# what could i put in a ten gallon for life



## C.D. (Jan 31, 2005)

i was thinking about emptying my 10 gallona nd adding its contents to my 37g. i was wondering what could i put in my empty ten athat would live there for life.

i want something interesting. no frogs. as in my opinion they aren't interesting.

thank you


----------



## piranhaqueen (Nov 18, 2004)

C.D. said:


> i was thinking about emptying my 10 gallona nd adding its contents to my 37g. i was wondering what could i put in my empty ten athat would live there for life.
> 
> i want something interesting. no frogs. as in my opinion they aren't interesting.
> 
> ...


won't your puffer eat your guppys if you combine tanks?

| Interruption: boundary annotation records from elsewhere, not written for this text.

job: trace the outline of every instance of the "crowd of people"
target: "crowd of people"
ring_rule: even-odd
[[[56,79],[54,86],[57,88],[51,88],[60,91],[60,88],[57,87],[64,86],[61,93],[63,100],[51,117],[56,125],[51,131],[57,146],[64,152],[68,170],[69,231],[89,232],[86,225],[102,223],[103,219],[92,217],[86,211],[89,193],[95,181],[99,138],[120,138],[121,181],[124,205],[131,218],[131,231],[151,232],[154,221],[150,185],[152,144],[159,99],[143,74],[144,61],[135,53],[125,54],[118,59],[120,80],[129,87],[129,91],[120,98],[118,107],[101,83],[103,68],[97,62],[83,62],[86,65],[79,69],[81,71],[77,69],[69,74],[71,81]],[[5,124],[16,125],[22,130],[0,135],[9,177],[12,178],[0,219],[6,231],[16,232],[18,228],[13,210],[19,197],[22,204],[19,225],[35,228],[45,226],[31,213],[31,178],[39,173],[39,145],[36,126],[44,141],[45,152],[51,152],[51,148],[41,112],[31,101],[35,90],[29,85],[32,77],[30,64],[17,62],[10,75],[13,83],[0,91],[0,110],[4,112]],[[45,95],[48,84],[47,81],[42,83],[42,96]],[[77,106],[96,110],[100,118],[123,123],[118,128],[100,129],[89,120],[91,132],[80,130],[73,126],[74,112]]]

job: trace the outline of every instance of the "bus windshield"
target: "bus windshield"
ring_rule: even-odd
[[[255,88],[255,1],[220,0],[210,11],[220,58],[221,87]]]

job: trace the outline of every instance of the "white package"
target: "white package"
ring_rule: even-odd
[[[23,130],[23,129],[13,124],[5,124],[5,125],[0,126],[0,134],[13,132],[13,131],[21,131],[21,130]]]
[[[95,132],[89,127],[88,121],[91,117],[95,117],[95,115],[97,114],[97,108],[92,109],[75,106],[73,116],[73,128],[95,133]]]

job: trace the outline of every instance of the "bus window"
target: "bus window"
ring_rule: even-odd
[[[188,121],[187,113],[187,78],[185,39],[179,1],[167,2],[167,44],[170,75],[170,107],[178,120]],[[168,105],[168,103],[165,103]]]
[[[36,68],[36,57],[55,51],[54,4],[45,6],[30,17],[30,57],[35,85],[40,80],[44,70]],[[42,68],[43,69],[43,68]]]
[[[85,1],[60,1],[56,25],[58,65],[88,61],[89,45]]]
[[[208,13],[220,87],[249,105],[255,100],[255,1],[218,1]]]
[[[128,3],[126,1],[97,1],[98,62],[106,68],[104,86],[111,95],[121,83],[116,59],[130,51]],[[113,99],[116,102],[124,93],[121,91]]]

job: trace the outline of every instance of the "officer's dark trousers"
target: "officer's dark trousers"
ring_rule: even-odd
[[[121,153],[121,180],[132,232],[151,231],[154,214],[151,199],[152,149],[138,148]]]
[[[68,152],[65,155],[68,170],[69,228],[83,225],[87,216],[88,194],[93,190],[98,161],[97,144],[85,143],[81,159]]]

One of my favorite fish of all time was a dojo loach. although they are not very attractive, they are so personable. I would think a 10 gal would be fine, but I had mine in a 30. They are friendly, he used to eat pellets outa my hands (kinda like oscars, but look somewhat like an eel) they are a scaleless fish. can go in a community tank. lots of fun


----------



## oojit (Feb 24, 2005)

are u talkin about fish or reptiles? cause ur in the rep sec


----------



## C.D. (Jan 31, 2005)

yeah i was talking about reptiles. . .

and i don't think the puffer will eat the guppies. they are as big as it is


----------



## oojit (Feb 24, 2005)

C.D. said:


> yeah i was talking about reptiles. . .
> 
> and i don't think the puffer will eat the guppies. they are as big as it is
> [snapback]947518[/snapback]​


i dunno. puffers are badasses and they might eat he guppies


----------



## psychofish (Jun 5, 2004)

Pac Man frog


----------



## C.D. (Jan 31, 2005)

i was kinda not wanting a frog. becasue all they do is lay there.


----------



## Eden (Jan 13, 2005)

Read up on leopard geckos. they make intresting pets and one can be comfortably housed in a ten gal
Burf's leo care sheet


----------



## psychofish (Jun 5, 2004)

most everything is just gonna lay there.

I have a golden gecko that does the same thing.

You could get a couple fire bellyed toads

they are pretty active


----------



## mrodge (Nov 13, 2004)

fence lizard maybe

baby turtle?

maybe like a ribbon snake, i suggest these things to everyone caus ei have them and there really cool


----------